担任の先生が、私が両親ではなく祖父母と生活していることを知り、母に祖父母とではなく両親と一緒に暮らすよう話をしました。
そのため、私は幼稚園から両親と生活をするようになり、週末の夜だけ祖父母の家に泊まりに行くことになりました。
祖母と離れることにはなりましたが、平日母が帰宅するまでは祖父母の家で過ごしていましたし、週末の夜は泊りにも行けたので、あまり寂しいという気持ちはありませんでした。
しかし、私が小学生になった頃、父と祖父がまた喧嘩をし、父は一方的に私と弟に祖父母の家には一切行ってはいけないと言ったのです。
そして出会っても無視をするように強制しました。
私と弟は混乱しました。
二人ともまだ幼く、今までかわいがってくれた祖父母と急に距離を置くなんて出来るはずがありません。
その後も私たちは祖父母の誘いを断れず、何度か祖父母の家に遊びに行きました。
祖父母の家の前を通らないと帰れないので、避けることはできませんでした。
その度に私たちは父に怒られました。
怒られるのが嫌で、祖父母の家には行っていないと嘘をついたことがありました。
嘘がばれて、私たちは怒られ、情けないと母には泣かれました。
この時私は、全部自分が悪いと思っていました。嘘をついて母を悲しませたことに私自身も傷つき、反省しました。

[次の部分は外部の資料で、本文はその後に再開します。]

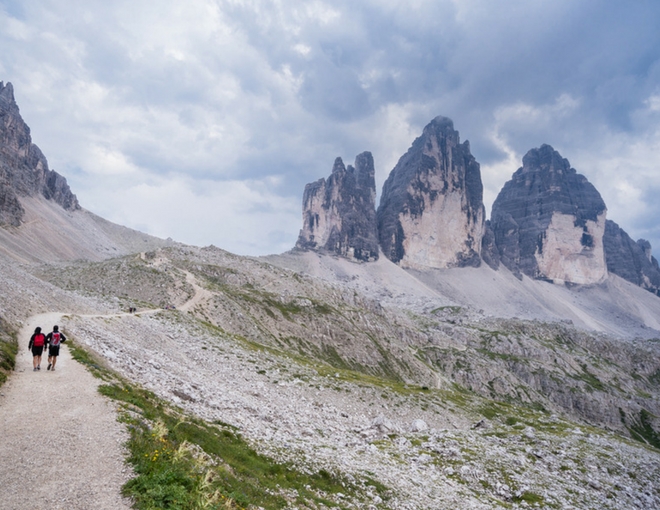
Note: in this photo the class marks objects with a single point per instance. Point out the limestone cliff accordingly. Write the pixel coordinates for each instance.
(339, 215)
(548, 221)
(629, 259)
(431, 212)
(23, 168)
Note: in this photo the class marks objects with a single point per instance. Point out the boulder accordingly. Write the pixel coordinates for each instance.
(23, 167)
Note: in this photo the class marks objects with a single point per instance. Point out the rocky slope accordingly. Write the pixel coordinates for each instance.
(40, 217)
(339, 215)
(548, 221)
(451, 388)
(23, 167)
(444, 406)
(431, 213)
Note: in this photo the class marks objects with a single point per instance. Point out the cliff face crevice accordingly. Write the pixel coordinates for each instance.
(431, 212)
(548, 221)
(339, 215)
(23, 167)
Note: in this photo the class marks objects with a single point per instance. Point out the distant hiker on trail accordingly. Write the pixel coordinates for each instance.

「私がちゃんとしなければ。絶対にもう行ってはいけない。これ以上お母さんを悲しませてはいけない。」
家族の平穏を乱さないために、子どもが親に気を遣い、親のために行動するという異常な状態でした。
自分の行動で家族が壊れてしまうかもしれないという緊張感もありました。
本来一番安全で安心する場所が、私には常に恐怖と緊張がつきまとっていました。
母を泣かせてしまってから、私は祖父母に会っても話もせず、祖父母の家には行きませんでした。
こうして私は療育者が替わっただけでなく、安全基地も失うこととなります。
そもそもおかしいのは父です。
子どもは親の所有物ではありません。別の人間なのです。
考えていることもひとりひとり違いますし、自分の考えを子どもに強制することは出来ません。

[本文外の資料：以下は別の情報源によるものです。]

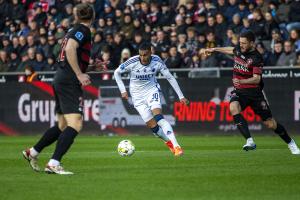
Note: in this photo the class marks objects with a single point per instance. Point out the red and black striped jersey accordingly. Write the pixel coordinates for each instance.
(247, 64)
(81, 34)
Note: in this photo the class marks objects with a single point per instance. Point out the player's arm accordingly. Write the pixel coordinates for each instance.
(71, 54)
(225, 50)
(253, 80)
(120, 83)
(165, 71)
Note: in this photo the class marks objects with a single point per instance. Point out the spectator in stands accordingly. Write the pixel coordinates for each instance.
(294, 16)
(201, 24)
(288, 57)
(137, 41)
(270, 25)
(110, 26)
(298, 60)
(40, 63)
(15, 44)
(243, 10)
(117, 47)
(236, 25)
(211, 24)
(173, 38)
(231, 9)
(31, 75)
(167, 15)
(98, 44)
(6, 44)
(221, 27)
(164, 54)
(276, 37)
(295, 39)
(4, 64)
(277, 51)
(14, 61)
(40, 16)
(125, 55)
(51, 64)
(269, 59)
(127, 27)
(18, 10)
(207, 62)
(258, 25)
(196, 63)
(191, 43)
(174, 61)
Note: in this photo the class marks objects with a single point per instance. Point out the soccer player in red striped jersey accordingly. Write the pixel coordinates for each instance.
(248, 86)
(70, 77)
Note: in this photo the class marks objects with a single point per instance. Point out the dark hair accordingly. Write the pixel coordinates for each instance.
(249, 35)
(145, 46)
(85, 11)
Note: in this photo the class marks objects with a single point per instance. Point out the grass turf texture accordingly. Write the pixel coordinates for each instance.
(213, 167)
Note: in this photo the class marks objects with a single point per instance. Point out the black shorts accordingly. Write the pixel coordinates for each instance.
(68, 98)
(253, 98)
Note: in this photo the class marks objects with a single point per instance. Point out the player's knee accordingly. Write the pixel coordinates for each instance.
(234, 109)
(270, 123)
(76, 124)
(158, 117)
(62, 126)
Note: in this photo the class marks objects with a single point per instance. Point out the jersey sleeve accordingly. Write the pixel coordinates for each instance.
(165, 71)
(78, 35)
(236, 50)
(257, 65)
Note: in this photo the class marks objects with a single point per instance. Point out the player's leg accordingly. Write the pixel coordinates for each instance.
(157, 131)
(168, 131)
(147, 117)
(64, 142)
(71, 104)
(49, 137)
(235, 110)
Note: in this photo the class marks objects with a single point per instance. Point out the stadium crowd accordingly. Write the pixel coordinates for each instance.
(31, 31)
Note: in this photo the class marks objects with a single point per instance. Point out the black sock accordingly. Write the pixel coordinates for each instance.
(242, 125)
(48, 138)
(280, 130)
(64, 142)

私たちにとって今までかわいがってくれた祖父母ということに変わりはないですし、会いに行くことを止める権利は誰にもないのです。
しかし、幼い子どもにとって親の言うことは絶対です。親が正しいと信じていますし、親に見捨てられまいと必死です。
私はただただ「良い子」ではない自分を責めました。
母もこのような状況で、父の機嫌を損ねない様に必死だったのだと思います。
仕事をし、父の機嫌を伺い、私たちを気遣う余裕などなかったでしょう。
父はいつ、どんなことで怒るか分かりませんでした。
それまで笑っていても、急に機嫌を悪くして、怒りだすのです。そして、一度機嫌を損ねるとなかなか許してはもらえませんでした。

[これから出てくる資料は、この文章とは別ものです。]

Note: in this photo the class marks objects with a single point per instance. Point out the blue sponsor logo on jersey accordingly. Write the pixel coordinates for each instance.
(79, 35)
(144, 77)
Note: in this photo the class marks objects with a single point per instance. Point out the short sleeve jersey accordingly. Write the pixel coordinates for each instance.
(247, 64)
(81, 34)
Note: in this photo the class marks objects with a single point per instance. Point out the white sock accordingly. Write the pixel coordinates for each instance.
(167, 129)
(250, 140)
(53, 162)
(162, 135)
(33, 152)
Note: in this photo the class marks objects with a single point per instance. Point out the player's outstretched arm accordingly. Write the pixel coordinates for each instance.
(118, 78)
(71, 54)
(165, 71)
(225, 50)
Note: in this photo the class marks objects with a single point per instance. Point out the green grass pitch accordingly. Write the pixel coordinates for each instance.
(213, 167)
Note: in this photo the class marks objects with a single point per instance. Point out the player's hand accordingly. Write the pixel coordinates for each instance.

私たちは父を怒らせない様に、薄氷の上を歩くような生活をしていました。
このような生活が影響したのか、私は大人になってから、他人の顔色や発言にとても敏感な時期がありました。
自分は嫌われているような気がする、あんなことを言ったから怒らせてしまったのではないか、私にだけ態度が冷たい気がする等、本当に他人の一挙手一投足に神経質になっていました。
それは自分の視野をとても狭くし、身動きを取れなくしてしまう、見えない鎖のようでした。